PyData Global 2025

Lessons learnt in optimizing a large-scale pandas application using Polars, FireDucks and cuDF: Go Smart and Save More!
2025-12-09 , Analytics, Visualization & Decision Science

In general, a Data Scientist spends significant efforts in transforming the raw data into a more digestible format before training an AI model or creating visualisations. Traditional tools such as pandas have long been the linchpin in this process, offering powerful capabilities but not without limitations. With numerous possible ways to write the same thing in pandas, often a user ends up selecting the uneconomical, inefficient ones, leading to large computational costs with the growth in data size. We introduce a couple of frequently occurring intricate performance issues in pandas, and what we have learnt in solving the same using popular high-performance pandas alternatives: Polars, FireDucks and cuDF. The talk intends to highlight one of the best practices (breaking out of the loops) that one should follow while dealing with large-scale data analysis, while demonstrating the key advantages of the high-performance pandas alternatives based on different scenarios.


It is a known factor that pandas might be slow when dealing with large-scale data analysis, but the know-how of writing effective pandas application might save you a lot. For a data scientist who is primarily specialised in finding the key insights out of the data, it might be difficult to program from the perspective of runtime memory consumption, effective data flow optimization etc. High-performance pandas alternatives like Polars, FireDucks, cuDF etc. are designed to address these issues and can be very useful in saving a lot of operational cost (e.g., cloud cost, human cost etc.).
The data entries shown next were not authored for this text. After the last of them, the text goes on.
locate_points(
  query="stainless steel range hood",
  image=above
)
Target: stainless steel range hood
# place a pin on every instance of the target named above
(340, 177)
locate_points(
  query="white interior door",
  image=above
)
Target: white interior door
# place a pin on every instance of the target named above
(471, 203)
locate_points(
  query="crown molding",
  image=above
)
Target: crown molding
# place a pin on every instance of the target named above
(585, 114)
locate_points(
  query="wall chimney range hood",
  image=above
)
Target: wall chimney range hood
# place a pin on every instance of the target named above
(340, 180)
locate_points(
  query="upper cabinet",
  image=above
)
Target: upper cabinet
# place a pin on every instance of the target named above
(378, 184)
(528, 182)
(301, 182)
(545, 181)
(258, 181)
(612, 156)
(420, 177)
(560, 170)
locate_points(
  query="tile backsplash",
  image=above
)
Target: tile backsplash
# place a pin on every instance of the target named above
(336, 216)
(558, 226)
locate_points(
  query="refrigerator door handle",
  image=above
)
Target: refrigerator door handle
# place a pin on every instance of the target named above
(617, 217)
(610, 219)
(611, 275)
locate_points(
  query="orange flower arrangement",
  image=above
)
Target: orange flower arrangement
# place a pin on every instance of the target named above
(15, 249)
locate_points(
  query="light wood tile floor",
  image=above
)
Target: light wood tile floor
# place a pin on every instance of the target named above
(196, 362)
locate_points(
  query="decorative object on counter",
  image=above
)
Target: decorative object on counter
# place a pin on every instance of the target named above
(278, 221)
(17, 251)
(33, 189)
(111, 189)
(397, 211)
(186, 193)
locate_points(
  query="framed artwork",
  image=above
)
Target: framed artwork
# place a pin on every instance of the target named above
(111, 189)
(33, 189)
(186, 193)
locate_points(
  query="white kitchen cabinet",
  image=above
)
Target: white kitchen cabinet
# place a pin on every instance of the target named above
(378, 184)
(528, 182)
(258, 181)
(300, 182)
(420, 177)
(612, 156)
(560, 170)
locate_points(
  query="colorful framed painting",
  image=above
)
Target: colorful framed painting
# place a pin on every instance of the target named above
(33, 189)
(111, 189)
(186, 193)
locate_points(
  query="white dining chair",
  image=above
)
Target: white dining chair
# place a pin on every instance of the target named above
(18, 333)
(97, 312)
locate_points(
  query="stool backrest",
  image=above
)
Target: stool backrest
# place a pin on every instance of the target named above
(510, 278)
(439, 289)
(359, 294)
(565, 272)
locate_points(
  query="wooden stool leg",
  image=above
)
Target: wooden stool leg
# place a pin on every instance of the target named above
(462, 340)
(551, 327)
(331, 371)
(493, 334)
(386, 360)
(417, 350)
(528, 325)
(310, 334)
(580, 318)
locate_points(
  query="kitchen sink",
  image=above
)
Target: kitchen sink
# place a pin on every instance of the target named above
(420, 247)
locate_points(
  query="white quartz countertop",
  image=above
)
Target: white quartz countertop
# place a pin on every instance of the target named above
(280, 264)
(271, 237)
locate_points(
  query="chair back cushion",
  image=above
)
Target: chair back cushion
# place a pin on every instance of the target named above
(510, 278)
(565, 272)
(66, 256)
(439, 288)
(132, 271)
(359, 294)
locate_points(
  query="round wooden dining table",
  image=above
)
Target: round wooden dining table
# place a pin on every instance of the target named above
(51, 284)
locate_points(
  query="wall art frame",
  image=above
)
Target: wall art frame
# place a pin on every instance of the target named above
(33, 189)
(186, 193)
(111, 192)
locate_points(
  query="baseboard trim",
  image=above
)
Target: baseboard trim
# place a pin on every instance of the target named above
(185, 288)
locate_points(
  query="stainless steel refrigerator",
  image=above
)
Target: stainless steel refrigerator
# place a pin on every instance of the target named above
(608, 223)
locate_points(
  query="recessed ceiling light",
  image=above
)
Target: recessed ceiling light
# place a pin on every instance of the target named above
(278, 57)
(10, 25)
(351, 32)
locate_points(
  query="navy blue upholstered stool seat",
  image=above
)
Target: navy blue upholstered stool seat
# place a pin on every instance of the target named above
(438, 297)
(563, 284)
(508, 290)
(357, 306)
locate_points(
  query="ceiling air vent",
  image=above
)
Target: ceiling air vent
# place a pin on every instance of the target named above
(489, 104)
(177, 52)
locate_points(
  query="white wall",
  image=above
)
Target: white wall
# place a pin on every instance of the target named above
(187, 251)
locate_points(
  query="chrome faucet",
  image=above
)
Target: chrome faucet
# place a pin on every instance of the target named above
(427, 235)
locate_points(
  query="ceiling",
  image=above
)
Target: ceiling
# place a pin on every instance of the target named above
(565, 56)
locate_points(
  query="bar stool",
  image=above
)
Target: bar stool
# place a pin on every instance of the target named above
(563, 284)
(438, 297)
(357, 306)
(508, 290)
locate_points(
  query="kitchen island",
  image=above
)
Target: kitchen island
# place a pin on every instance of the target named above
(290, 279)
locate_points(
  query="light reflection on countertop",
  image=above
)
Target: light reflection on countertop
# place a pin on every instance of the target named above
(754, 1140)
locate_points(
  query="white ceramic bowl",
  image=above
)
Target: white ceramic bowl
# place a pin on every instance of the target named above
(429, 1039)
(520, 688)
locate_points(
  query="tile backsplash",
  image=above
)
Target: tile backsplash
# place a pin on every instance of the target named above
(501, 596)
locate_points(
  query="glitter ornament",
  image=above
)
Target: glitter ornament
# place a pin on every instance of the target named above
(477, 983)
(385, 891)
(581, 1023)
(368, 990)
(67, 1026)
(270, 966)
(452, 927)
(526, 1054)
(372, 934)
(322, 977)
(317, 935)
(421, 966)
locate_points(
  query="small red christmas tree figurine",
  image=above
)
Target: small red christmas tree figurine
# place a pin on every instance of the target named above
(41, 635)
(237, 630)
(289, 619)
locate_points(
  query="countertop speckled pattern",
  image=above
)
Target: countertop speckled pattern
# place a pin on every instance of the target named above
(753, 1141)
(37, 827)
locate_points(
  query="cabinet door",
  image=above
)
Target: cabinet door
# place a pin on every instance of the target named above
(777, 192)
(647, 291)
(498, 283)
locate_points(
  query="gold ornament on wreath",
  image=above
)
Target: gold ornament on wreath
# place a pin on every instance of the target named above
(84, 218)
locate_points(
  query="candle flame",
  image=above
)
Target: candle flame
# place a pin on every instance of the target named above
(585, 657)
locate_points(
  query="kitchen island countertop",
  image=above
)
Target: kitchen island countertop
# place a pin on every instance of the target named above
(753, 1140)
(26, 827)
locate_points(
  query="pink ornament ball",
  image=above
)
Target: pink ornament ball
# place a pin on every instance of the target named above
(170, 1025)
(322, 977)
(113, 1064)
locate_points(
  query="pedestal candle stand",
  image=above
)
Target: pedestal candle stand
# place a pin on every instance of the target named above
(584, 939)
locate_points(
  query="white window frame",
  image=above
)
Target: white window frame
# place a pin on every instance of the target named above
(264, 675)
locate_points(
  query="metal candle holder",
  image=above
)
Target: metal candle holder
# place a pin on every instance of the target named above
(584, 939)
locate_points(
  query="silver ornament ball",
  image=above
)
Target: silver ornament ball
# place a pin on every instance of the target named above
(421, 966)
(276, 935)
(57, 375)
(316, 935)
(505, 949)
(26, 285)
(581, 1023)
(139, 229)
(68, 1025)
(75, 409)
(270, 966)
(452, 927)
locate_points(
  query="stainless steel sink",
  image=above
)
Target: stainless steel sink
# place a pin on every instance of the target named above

We will talk about the key lessons we have learnt in optimizing a large-scale pandas application and the decision points in selecting the high-performance pandas alternatives. It can be very useful for the contemporary data professional who loves the flexible user APIs in pandas and wants to enhance the performance of their application without much effort when dealing with voluminous and complex data on a regular basis.

The key takeaways would be as follows:
1. How the choice and execution order of API calls in writing an data-related application impacts its performance.
2. How to stop thinking the loop-based approach and design the algorithms using DataFrame APIs.
3. How the internal query optimizers in libraries like Polars, FireDucks etc, can be useful to bring SQL-like optimizations at python-level.
4. Whether to pay a large migration cost for optimizing an existing pandas-based application or to go smart with some minor modifications and save more operational cost.


Prior Knowledge Expected:

No

Sourav has 12+ years of professional experience at NEC Corporation in the diverse fields of High-Performance Computing, Distributed Programming, Compiler Design, and Data Science. Currently, his team at NEC R&D Lab, Japan, is researching various data processing-related algorithms. Blending the mixture of different niche technologies related to compiler framework, high-performance computing, and multi-threaded programming, they have developed a Python library named FireDucks with highly compatible pandas APIs for DataFrame-related operations. In his previous engagements, he has worked in research and development of performance-critical AI and Big Data solutions, optimization of several legacy applications related to weather prediction, earth-quake simulation, etc., written in C++ and Fortran. He has been speaking at several meetups and technical conferences related to HPC and Data Science.